According to addiction counselor William Parrish of the Gateway Center in downtown Atlanta, this is why many addicts never come in for treatment, even if they want to. It’s the “fear of the withdrawal,” he said.
“It’s hell, dude,” Blum said. “It really is hell. At that point you don’t think it’s going to end. There’s no light at the end of the tunnel.”
For many addicts, he said, getting high is the more appealing option, even if they want to get clean. But for Blum, the discomfort was worth it.
“I was scared, I was ready to quit,” Blum said. “But you get to a point where you’re hollow, you’re empty. I mean I was ready to die.”
He stayed in rehab for 74 days. He spent eight going through detox. The rest of the time Blum was in counseling. If he wanted to get clean and stay clean, he needed an attitude adjustment.
“I liked being angry,” he said. “My anger was my way of intimidating you.” But internally, Blum was scared to death.
Blum was lucky, but for those who choose to keep going, shooting heroin means risking their life every time they get high. In the life of a heroin user, “health conditions come from prolonged use,” Parrish said. According to the National Institute on Drug Abuse, dangers include “collapsed veins, infection of the heart lining and valves, abscesses, and liver or kidney disease.” Because heroin dealers routinely cut their product with any number of toxic chemicals or additives, users are also at risk of clogged blood vessels that could lead to permanent vital organ damage.
In the past, Parrish said, users progressed over a long period of time from snorting and smoking heroin to shooting up. But the majority of new heroin users — mainly white kids from the suburbs, he said — are going straight to the needle, shooting heroin intravenously, something Parrish said he had not seen before. Heroin is dangerous enough, but injecting intravenously presents its own set of unique dangers, he said.
“The primary transmission of HIV is through sharing syringes,” Parrish said. Dirty needles also expose heroin addicts to other blood-born diseases such as Hepatitis C and to physical risks such as skin abscesses from injecting under the skin rather than into a vein. But where do heroin users get clean needles?

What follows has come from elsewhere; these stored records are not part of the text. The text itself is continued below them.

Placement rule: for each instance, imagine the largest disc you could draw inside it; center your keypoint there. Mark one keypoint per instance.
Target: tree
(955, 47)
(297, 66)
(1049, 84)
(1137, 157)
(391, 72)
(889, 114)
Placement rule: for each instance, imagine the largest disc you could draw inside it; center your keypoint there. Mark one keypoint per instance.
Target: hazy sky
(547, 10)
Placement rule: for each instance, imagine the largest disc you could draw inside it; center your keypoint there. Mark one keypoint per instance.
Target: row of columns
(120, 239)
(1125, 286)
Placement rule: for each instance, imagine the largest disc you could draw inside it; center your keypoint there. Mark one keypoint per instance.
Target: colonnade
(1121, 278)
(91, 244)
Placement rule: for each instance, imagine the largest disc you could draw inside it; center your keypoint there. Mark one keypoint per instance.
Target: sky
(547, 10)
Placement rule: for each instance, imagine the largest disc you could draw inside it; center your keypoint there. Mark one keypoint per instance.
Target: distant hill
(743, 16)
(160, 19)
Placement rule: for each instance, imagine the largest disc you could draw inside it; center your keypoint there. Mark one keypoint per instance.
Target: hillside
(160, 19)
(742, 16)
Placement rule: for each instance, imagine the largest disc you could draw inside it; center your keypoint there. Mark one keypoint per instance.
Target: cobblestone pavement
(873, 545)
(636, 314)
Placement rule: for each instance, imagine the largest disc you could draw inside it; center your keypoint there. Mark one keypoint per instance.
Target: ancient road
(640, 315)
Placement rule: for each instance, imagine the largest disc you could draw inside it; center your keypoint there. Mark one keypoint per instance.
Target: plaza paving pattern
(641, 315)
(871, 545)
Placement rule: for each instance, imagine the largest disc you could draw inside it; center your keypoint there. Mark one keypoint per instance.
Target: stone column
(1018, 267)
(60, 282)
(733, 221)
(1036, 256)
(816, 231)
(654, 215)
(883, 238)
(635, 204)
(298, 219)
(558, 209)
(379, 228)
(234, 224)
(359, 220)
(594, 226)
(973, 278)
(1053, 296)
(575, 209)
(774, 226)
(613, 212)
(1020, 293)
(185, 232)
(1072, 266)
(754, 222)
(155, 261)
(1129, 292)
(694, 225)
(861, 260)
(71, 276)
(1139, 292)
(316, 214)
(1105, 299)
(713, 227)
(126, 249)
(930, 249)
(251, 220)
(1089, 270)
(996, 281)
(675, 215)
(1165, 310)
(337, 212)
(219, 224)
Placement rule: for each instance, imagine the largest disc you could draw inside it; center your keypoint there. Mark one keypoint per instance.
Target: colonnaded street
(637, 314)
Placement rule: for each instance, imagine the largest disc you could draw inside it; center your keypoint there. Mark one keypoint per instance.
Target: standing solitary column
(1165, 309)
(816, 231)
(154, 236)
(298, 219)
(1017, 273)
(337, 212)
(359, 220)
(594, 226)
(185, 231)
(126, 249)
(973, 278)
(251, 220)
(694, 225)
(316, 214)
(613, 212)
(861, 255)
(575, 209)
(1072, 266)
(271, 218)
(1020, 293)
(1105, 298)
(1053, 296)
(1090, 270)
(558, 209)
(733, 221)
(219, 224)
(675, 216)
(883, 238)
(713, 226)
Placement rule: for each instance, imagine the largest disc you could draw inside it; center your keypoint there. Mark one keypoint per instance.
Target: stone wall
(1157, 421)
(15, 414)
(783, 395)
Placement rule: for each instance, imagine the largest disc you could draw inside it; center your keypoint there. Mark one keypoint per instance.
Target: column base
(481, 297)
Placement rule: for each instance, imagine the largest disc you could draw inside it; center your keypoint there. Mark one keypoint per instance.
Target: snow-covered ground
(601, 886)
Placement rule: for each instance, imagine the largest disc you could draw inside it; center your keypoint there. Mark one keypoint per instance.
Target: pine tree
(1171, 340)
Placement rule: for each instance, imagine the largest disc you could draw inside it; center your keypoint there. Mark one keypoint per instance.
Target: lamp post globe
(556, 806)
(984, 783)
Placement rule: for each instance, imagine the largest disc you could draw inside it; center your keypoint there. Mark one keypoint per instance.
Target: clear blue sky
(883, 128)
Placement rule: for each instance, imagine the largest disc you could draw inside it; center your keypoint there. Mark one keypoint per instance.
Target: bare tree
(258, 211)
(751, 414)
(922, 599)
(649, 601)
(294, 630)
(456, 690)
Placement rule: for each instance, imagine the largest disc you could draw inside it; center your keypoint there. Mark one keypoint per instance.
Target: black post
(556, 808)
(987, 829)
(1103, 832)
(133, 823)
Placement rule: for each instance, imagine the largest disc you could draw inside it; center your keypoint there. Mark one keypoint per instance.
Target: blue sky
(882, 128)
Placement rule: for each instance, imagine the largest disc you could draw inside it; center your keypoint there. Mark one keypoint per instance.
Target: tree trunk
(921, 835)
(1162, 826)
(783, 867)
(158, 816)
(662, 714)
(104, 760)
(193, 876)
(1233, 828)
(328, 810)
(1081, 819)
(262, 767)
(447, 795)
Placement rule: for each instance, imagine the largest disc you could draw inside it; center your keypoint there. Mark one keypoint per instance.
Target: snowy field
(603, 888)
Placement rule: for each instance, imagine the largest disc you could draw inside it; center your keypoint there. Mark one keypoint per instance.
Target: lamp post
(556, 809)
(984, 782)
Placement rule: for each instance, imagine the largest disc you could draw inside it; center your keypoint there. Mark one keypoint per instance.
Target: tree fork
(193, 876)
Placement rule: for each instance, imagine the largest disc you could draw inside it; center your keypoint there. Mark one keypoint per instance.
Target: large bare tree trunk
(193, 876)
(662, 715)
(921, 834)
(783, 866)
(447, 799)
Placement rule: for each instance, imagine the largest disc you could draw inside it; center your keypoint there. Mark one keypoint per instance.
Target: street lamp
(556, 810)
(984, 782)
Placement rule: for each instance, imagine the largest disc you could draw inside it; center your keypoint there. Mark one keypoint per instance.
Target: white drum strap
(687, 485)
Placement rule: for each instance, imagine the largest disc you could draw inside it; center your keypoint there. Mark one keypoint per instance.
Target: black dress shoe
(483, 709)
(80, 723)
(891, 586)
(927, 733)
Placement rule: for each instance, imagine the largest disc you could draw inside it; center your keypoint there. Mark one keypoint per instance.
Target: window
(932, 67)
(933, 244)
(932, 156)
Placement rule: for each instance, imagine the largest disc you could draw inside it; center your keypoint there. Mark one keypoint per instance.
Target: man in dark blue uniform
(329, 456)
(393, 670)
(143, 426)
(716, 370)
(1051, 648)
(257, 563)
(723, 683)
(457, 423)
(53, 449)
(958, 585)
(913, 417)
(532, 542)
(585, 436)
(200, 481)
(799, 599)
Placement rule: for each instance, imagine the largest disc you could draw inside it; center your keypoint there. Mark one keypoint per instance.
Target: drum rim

A report in the Journal of the American Pharmaceutical Association says 10 states, including Georgia, prohibit pharmacists from selling syringes for “illegal purposes.” Heroin use clearly falls into this category. This has proven to be a “significant obstacle” to the public health goal of reducing the transmission of viral and bacterial infections. Without access to clean syringes from pharmacies, intravenous drug users are forced to either share and reuse needles or find a quasi-legal needle exchange.